Ultimately, the Navy wants “the next generation of robotics that would operate in that very Navy-unique underwater domain,” said Jim Fallin, a spokesman for Space and Naval Warfare Systems Center Pacific, which is doing separate work in San Diego. One aspect is finding long-lived power sources to let drones loiter a long time to collect information, he said.
Possible uses include spying, mapping, and mine detection and removal.
The Navy is not the only agency paying for such research. In 2007, the Defense Advanced Research Projects Agency offered small business innovation research money for an underwater robot that could navigate rivers, inlets, harbors and coastal waters to check for general traffic, obstacles, things on and under the bottom, and “specific vessels of interest.”
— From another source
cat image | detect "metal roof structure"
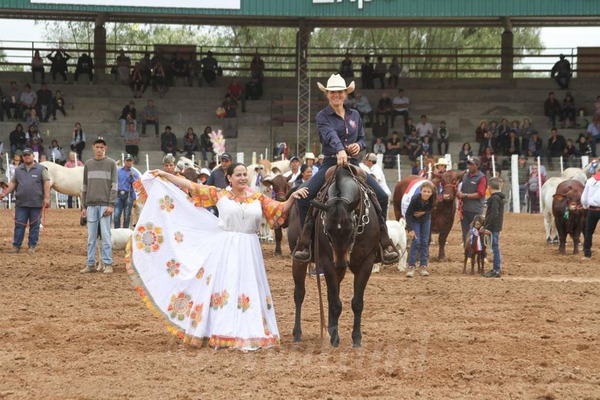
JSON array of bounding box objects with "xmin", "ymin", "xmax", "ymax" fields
[{"xmin": 0, "ymin": 0, "xmax": 600, "ymax": 27}]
The ONR studies are more basic. The grants aren’t aimed as much at creating drones as at understanding how things move forward underwater, Brizzolara said.
The Navy uses torpedo-shaped drones and tethered vehicles to detect mines and map the ocean floor. But propellers and jets can be easily tracked on radar and sonar. Robots modeled after water creatures could be both more efficient and harder to detect, and could move through perilous waters without endangering people, researchers say.